Why is it more Pythonic? That's a good question. When we say that something is more "Pythonic", this means that we are using the language in such a way that makes your code both more readable and simultaneously uses Python's power to make your solutions more optimal. Let's look at how this applies to the final implementation of our `for` loop.

We can see that it is more readable since we don't have to index into our string anymore. This means that there is less to follow along with and keep track of; rather than keeping track of both the current index we are on and what letter that index corresponds to in our string, all we have to keep track of is the current letter we're on. We can also note that our code just looks cleaner and more simple, too. In terms of making our code more optimal, since we no longer have to index into the string to grab characters, we have fewer steps in each iteration of the loop. This means less work for Python to do.

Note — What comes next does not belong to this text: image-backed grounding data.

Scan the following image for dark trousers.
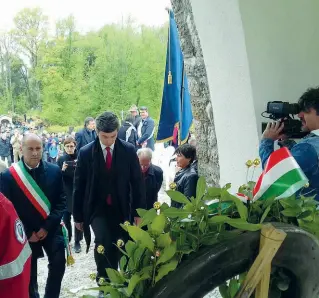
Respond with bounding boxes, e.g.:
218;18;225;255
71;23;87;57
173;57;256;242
29;234;66;298
91;207;125;281
63;211;83;243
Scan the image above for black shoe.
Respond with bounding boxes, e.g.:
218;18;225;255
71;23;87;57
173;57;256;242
98;290;104;298
74;242;81;253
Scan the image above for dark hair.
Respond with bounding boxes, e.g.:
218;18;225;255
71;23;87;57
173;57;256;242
84;117;95;127
298;87;319;115
96;112;119;133
125;114;135;124
174;144;196;163
139;106;148;112
64;137;76;146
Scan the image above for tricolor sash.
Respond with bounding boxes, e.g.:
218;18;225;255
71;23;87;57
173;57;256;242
9;161;74;266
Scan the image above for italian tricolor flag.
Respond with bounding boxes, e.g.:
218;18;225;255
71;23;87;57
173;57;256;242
253;147;308;202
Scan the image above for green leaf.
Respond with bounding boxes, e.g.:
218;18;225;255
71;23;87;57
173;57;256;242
133;247;145;268
298;219;319;237
106;268;125;284
136;208;148;217
226;218;262;231
163;207;191;218
160;202;170;211
279;197;298;209
127;271;151;295
139;208;157;228
229;278;239;297
196;176;207;200
222;192;248;220
223;183;232;190
127;226;155;251
207;187;222;198
262;196;276;209
167;190;190;205
155;259;178;283
199;221;206;233
297;210;313;219
281;207;302;217
219;282;230;298
151;213;166;234
157;242;177;265
260;206;271;224
120;256;127;271
125;240;137;257
156;233;172;248
208;215;230;224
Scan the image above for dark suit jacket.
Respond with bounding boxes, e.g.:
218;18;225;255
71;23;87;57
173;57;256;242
73;138;146;249
138;117;155;150
0;161;66;241
75;128;96;152
172;165;198;208
57;153;77;212
118;122;138;149
144;164;163;209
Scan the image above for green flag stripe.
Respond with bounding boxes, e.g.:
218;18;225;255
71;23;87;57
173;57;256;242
18;161;51;210
258;168;306;201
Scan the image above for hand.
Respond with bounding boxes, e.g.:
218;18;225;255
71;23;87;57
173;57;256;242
134;217;142;226
262;122;285;141
62;162;68;171
75;222;84;232
29;232;40;243
36;228;48;241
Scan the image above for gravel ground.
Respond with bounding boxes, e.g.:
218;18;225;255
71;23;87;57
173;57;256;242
37;146;222;297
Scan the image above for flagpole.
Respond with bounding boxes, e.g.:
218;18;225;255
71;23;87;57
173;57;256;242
179;61;185;146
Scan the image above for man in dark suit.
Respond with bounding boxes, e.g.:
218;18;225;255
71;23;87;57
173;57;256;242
137;148;163;209
0;133;66;298
73;111;145;298
137;106;155;150
75;116;96;152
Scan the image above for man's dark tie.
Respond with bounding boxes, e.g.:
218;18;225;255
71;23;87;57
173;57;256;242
106;147;112;205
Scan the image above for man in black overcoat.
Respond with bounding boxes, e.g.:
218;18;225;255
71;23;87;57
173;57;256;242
73;112;145;297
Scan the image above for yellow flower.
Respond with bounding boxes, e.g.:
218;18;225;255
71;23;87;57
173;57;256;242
124;221;131;226
169;182;177;190
117;239;124;248
98;277;106;285
97;245;105;254
245;160;253;168
253;158;261;166
305;183;310;188
153;202;161;210
155;250;161;257
89;272;97;281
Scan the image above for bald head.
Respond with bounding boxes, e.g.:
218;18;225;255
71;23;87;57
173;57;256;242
22;133;42;147
21;133;43;168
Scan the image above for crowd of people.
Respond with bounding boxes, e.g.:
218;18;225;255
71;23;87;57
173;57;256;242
0;105;198;298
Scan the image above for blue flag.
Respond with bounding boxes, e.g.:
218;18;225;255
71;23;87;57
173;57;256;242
156;10;193;144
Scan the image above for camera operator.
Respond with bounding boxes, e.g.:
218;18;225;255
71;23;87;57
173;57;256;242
260;87;319;200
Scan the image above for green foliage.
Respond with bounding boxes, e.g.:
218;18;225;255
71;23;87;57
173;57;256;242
1;9;167;126
86;177;319;298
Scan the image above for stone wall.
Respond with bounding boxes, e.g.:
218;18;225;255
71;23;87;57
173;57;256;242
171;0;220;186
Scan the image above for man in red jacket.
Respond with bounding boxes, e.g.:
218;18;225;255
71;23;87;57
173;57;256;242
0;192;31;298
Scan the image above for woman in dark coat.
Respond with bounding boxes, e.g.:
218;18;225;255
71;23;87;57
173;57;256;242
172;144;198;208
118;114;138;149
57;137;83;253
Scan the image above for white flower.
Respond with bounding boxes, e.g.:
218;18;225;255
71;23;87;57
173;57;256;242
200;207;204;210
188;214;192;219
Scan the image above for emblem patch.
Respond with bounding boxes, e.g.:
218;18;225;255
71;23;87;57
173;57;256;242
15;219;26;244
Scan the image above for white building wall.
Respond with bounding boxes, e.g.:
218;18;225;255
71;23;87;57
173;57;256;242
190;0;260;190
239;0;319;136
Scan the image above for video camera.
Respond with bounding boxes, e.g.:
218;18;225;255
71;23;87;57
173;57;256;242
262;101;307;139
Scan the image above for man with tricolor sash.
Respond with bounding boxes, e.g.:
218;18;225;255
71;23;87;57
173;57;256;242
260;87;319;201
0;133;66;298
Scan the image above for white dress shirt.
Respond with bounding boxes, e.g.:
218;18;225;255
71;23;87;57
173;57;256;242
99;141;114;161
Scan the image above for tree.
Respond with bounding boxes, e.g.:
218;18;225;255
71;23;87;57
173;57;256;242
170;0;220;186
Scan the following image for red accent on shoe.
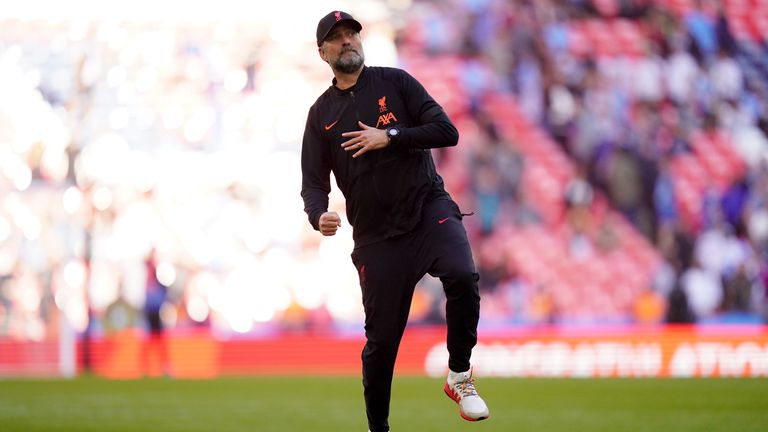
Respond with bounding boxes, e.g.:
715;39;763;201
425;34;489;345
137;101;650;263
443;382;489;422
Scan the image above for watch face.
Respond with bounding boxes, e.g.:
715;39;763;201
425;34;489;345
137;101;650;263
388;127;399;137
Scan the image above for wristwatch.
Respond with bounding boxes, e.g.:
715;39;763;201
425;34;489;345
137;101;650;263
386;126;400;144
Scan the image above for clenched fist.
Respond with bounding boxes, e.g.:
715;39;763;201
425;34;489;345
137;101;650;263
319;211;342;236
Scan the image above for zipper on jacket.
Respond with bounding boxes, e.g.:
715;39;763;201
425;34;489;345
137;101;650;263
351;89;385;205
350;90;360;122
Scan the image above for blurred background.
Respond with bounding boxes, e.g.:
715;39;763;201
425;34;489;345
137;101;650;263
0;0;766;379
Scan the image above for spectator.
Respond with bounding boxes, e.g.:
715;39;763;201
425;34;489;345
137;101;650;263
605;143;644;225
663;33;700;107
141;254;170;377
564;162;594;249
653;158;678;231
681;258;723;321
684;0;719;65
722;262;754;313
665;277;695;324
633;286;666;325
709;48;744;102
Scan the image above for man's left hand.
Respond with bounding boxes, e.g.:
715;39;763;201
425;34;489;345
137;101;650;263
341;121;390;158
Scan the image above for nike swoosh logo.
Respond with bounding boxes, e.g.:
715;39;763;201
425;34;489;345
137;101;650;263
324;120;339;131
438;218;449;224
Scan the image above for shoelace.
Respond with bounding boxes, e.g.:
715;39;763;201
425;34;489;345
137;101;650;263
451;377;478;399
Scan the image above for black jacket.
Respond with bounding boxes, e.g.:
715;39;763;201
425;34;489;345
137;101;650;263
301;66;459;248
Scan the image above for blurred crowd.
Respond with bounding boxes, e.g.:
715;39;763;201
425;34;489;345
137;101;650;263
403;0;768;325
1;0;767;343
0;10;388;341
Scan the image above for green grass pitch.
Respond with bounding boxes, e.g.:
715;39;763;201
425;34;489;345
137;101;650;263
1;377;766;431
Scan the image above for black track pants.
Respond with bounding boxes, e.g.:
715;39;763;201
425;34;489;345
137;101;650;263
350;198;481;432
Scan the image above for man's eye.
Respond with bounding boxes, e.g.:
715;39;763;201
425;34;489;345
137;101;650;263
327;29;357;42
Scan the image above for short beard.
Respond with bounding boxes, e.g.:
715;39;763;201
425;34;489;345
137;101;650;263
333;50;364;74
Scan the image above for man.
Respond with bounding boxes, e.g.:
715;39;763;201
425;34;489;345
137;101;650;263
301;11;490;432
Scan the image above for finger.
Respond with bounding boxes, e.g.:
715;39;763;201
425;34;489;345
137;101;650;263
344;141;366;152
341;130;362;138
352;146;369;158
358;121;371;129
322;215;340;226
322;220;339;229
341;137;361;148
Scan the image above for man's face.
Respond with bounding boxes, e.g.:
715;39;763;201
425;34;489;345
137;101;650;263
319;23;364;74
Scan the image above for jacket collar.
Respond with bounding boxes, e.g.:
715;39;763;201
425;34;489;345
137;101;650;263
331;65;368;95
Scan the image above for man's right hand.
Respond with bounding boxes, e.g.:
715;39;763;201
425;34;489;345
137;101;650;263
319;211;342;236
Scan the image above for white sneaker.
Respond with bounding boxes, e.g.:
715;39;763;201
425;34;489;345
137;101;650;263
444;368;490;421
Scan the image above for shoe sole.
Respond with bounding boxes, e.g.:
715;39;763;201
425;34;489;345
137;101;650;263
443;383;489;422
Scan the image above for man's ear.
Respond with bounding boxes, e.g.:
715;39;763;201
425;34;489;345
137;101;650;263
318;47;327;62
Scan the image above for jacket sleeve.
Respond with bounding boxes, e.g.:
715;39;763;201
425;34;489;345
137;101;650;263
394;69;459;149
300;108;331;231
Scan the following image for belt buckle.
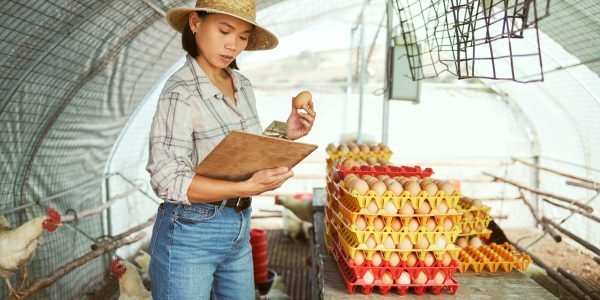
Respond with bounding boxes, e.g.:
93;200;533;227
235;197;251;212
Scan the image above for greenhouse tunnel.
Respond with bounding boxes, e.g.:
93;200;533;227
0;0;599;299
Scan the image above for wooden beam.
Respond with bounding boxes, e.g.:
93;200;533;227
594;256;600;265
557;268;599;300
542;198;600;224
91;216;154;250
519;190;562;242
542;217;600;256
513;157;598;185
483;172;593;212
566;180;600;192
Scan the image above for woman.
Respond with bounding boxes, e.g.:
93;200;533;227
145;1;316;299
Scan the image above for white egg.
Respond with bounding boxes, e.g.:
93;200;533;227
435;236;447;249
434;271;445;284
398;237;414;250
412;271;428;284
381;271;394;284
355;216;367;230
371;252;383;267
424;252;435;266
363;270;375;284
367;200;379;213
366;236;377;249
384;201;398;214
389;252;401;267
383;236;395;249
469;237;482;249
353;251;365;266
396;271;411;285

#### A Quick Aside on String Formatting 

There's one more thing that we should talk about before moving on from our discussion of strings - string formatting. String formatting is going to allow us to format strings in certain ways. Probably most usefully, it's going to allow us to insert variable contents into strings dynamically. Let's look at the syntax of it all.  

```python
In [1]: my_name = 'Sean'

In [2]: print('Hello %s' % my_name)

In [3]: print('Hello {}'.format(my_name))

In [4]: print(f'Hello {my_name}')
```

How is this working? Well, in each case, it's filling in a given part of our string with the value of our variable. In the first case, we use a `%` sign to denote where the replacement should happen, followed by a letter to denote what type of variable will be passed in there (`s` is used for string, `d` is for a decimal, etc.). You can find what each letter denotes [here](https://docs.python.org/2/library/stdtypes.html#string-formatting). In the second case, we use brackets `{}` to denote where the replacement should take place. We can also place numbers, or even variable names themselves inside these brackets and reference them in the `format()` method or the f-string (`f"{variable}"`).

```python
In [1]: print('Hello {0}'.format(my_name))


In [2]: print('Hello {name}'.format(name=my_name))

```

This is something that we don't use much past pretty simple cases, but there are many more things you can do with it - you can read about them [here](https://docs.python.org/2/library/string.html#format-specification-mini-language). In general, though, string formatting is much more readable and dynamic as compared to a bunch of concatenation.

## Check your understanding
**String Operation Questions**

1. When does the distinction between using single and double quotes to build a string matter?
2. Fix the following string to be considered valid and not throw an error when run.
    * `'They told me not to do this, but I didn't listen.'`
3. Create a variable that holds a string of your name.
4. Create another variable that holds a string of your best friend's name.
5. Now, use string concatenation (e.g. addition) to add 'Hello, ' before your name. 
6. Given the string 'Hello, Sean', replace each of the letter 'e''s with a 't'.
7. Use the `.split()` method on the string 'Hello, Sean' to split it by the comma (`','`).
    * What happens if you split by a comma and a space (`', '`)?